Luis has never taken any kind of disability - not temporary or permanent (don't be fooled by the term "permanent" as pertains to working. Temporary disability is for six months, and then the employee in question moves to permanent disability, which might be three weeks or three years. In my sad case, it is indeed permanent as the word implies: without a miracle, I will never work again. And I am not being negative, merely truthful, when I say that there is no cure, no palliative, nothing. Doctors and groups are working on Duchenne's Muscular Dystrophy, but ignoring completely the adult onset variations. Great news. eh?

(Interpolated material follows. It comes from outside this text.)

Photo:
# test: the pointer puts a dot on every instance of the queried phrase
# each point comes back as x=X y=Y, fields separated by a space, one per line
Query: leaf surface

On 24 August, I was in a car accident, where, against all odds, I spun across the road, and hit only a telephone pole. No other vehicles, no other people, just a telephone pole, leaning majestically over North Beverwyck in front of the new 7-11 (or QuikCheck - I can never recall which is which). I'm grateful that I only beaned the telephone pole (although I'm hoping I won't get a bill for it) and nothing living. I myself ended up with a perfect imprint of the bruises from the seat belt. Those have long since disappeared. I still have phantom pains from the bruised ribs, but I will have that for a while, no doubt, in the nature of such injuries.

My car was not so fortunate. She gave her life up so I could have mine.

And I know I should feel blessed, lucky, fortunate, happy to be alive. But the truth is, I am lost, miserable,  so painfully alone. Lost in depression, lost in the trap I lived in for so long since leaving work - both as an HR Manager and as an EMT. I went from being on top of the world with a life so charmed it was all I could take to not wait for the other shoe to drop. And it did.

I have to live in this new... new... I can't call it a "world", but more like a new Hell. I was depressed a very long time after losing out on everything. I rarely left the house, rarely left the upper story of the house. I hardly spent time in my hammock. I ceased to enjoy all the things in life I loved. I became a recluse. I live online, and sometimes - rarely - on the telly. But this is not really living, and I know this.

This spring and summer I turned a corner and suddenly began to live once again - go places, spend time with my father, spend time out of the house. I was so happy again, and even got a pass for the Renaissance Faire to spend time up there with friends. It was grand to belong to something again, to drive so far, to be a distance from home. I was even beginning to think of vacations and trips.

Until I had my accident. No car. No life. No escape. Nothing. I've been spending days in bed, not eating, just enough to keep my health sort of okay, not doing anything in the house. This isn't living.

I'm not living.

And I am just wondering... is it worth it to go on living a half-life? Or a quarter-life? Or, as more in my case, no life? Is it really worth it? I'm 45 years old. I can't imagine living to a ripe old age of, say, 80 with no life, no living, no car, no freedom. Can you? Can anyone?

I await what shall surely be a deafening silence.